Many of my friends have children around the same age. As our youngest children begin Kindergarten, our daily schedule will change greatly, opening up a lot more time for us as individuals. I got together with two of my friends yesterday and we were talking about what this meant for us. We discussed working more, taking classes, exercising, and what we want to be now. Its a shift, and although I have been teaching three mornings a week, I have a lot more time I could work now. What I wanted to be before I had kids is not necessarily what I want to be now.
The arts have always been where my heart is. I always pursued acting, and did theatre for years. My first jobs were as an actress. My degree in college was theatre and education, I have a passion merging the arts with social change. Before I had kids I contemplated getting my masters, I worked with inner city kids to create pieces of theatre that reflected their lives. It has been almost ten years since I did anything like that though, and the idea of where to begin now is daunting.
My time up to now has been so precious to me. I have absolutely no regrets in choosing to be a stay at home parent (who never stays at home by the way) but now I am trying to figure out how to be more than a mother. While talking to my friends I found out they are struggling with this too. If you still want to be an involved parent and pick up you kid at school, do homework and make dinner, a full time job is challenging. Finding balance is a lifelong goal to strive for, and not necessarily obtainable all the time. Every parent has to make difficult decisions and has to make sacrifices. It is often hard for me to see the middle point between selfless and selfish.

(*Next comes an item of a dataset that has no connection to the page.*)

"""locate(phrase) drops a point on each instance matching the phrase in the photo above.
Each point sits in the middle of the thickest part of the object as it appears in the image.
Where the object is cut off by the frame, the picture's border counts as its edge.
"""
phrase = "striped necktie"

As the new school year approaches, I have to be careful on that first day of school. My son will be starting his big new school, my daughter fourth grade and although I have contemplated going back to school myself I need to take my time. Time I have waited almost ten years for. I need to pace myself before making any big life decisions. I need to leave space to let that first week of school soak in for them. Once they are all settled in, I can feel out the work world again. Although a resume with ten year old credentials on it is not so attractive. There seems to be a class for everything these days, I wonder if I could find one for women who want to come back to work after ten years. If it doesn't exist perhaps that's my new business right there.